Chinesische Redewendung: „Den Drachen malen, die Augen punktieren“
Alle haben schon von Künstlern wie Michelangelo und Da Vinci gehört, doch auch China konnte im Laufe der Jahrhunderte künstlerische Talente hervorbringen. Und wie bei vielen Dingen, die aus der chinesischen Antike überliefert wurden, gibt es oft diesen faszinierenden Hinweis auf das Göttliche.
Heute beschäftigen wir uns mit der chinesischen Redewendung: „Den Drachen malen, die Augen punktieren“.
In der Südlichen Liang-Dynastie (502-557 n. Chr.) lebte ein Maler namens Zhang Sengyao, der für seine unglaublich lebensechten Gemälde bekannt war.
Die berühmteste Geschichte von Zhang wurde in Die Bände der klassischen Malerei aufgenommen. Als gläubiger Buddhist wurde Zhang eines Tages beauftragt, vier Drachen auf eine Wand des Anle-Tempels zu malen.
Und so beginnt die Geschichte von Zhangs fliegendem Kunstwerk.
Als Zhang fleißig an seinem Meisterwerk arbeitete, bewunderten neugierige Zuschauer seine Fähigkeiten. Als Zhang fertig war, konnten die Zuschauer nicht anders als anzumerken, dass er etwas ziemlich Offensichtliches ausgelassen hatte - die Drachenaugen.

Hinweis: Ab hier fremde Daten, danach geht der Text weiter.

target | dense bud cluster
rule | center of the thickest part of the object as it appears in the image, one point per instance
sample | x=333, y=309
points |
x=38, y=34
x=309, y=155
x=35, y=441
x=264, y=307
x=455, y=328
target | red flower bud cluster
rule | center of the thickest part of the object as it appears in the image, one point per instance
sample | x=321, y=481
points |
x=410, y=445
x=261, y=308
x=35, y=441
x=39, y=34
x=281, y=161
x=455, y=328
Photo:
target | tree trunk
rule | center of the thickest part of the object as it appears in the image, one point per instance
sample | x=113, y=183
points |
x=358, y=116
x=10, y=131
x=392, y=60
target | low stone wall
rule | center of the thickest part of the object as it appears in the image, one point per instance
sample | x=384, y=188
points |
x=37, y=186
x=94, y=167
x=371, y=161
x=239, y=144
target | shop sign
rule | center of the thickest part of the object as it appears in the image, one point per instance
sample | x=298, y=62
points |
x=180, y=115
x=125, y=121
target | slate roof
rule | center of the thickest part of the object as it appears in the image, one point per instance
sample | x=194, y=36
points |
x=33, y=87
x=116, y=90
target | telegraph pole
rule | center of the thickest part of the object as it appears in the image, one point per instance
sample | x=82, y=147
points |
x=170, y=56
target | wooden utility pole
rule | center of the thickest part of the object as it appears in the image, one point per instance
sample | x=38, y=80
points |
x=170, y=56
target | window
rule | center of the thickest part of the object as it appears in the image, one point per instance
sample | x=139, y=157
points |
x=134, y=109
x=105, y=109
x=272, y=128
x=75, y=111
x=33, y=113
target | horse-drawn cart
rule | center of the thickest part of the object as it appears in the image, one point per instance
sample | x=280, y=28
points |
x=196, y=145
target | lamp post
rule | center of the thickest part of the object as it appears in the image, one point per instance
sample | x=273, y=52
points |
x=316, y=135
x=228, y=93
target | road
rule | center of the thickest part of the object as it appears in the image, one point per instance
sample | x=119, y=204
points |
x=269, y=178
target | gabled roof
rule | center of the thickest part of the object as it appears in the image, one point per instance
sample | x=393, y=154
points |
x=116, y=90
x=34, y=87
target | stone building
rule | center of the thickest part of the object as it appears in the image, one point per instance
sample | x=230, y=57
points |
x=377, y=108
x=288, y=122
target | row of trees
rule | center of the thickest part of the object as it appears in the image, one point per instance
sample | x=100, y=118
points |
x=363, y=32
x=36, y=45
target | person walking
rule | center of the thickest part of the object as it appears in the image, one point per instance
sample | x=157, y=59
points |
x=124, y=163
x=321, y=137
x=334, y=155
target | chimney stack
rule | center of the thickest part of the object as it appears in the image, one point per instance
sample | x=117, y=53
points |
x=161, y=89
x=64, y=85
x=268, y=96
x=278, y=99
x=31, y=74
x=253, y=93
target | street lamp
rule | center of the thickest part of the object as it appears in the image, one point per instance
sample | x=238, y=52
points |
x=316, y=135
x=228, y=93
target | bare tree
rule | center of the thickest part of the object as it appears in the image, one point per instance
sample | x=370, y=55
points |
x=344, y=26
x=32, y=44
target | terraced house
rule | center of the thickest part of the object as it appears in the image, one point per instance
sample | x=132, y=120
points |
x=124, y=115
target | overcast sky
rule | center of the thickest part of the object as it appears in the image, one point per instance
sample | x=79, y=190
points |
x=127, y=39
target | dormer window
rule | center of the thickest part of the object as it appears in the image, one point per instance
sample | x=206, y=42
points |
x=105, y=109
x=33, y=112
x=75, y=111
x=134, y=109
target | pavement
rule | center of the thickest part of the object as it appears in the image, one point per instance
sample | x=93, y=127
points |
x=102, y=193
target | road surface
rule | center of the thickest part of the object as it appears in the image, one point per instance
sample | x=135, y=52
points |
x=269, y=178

Nein, Zhang war nicht nachlässig - er tat dies absichtlich. „Die Augen sind der Geist des Drachen“, erklärte er. „Die anderen Teile sind nur seine Form. Sobald man die Augen hinzugefügt hat, gibt man ihm Lebenskraft, und er wird fortfliegen.“
Selbst im alten China, einem Land der Magie und Wunder, wollten das die Zuschauer nicht glauben. Sicher, Zhangs Gemälde war lebensecht, aber sie kauften ihm die Geschichte vom „fliegenden Gemälde“ nicht ab.
Also punktierte Zhang mit vier Tupfern seines Tintenpinsels die Augen und verlieh damit zwei der Drachen Pupillen. Nachdem er das getan hatte, traf die Wand, auf die die Drachen gemalt worden waren, plötzlich ein Blitzschlag.
Die beiden erhoben sich, stiegen in den Himmel und verschwanden in der Ferne. Die anderen beiden pupillenlosen Drachen blieben als Gemälde auf der Wand.
Diese Geschichte ist der Ursprung der chinesischen Redewendung: „Den Drachen malen, die Augen punktieren“ (畫龍點睛, huà lóng diǎn jīng). Es bedeutet, etwas bereits sehr Gutes mit dem letzten Schliff zu versehen und Perfektion zu erreichen.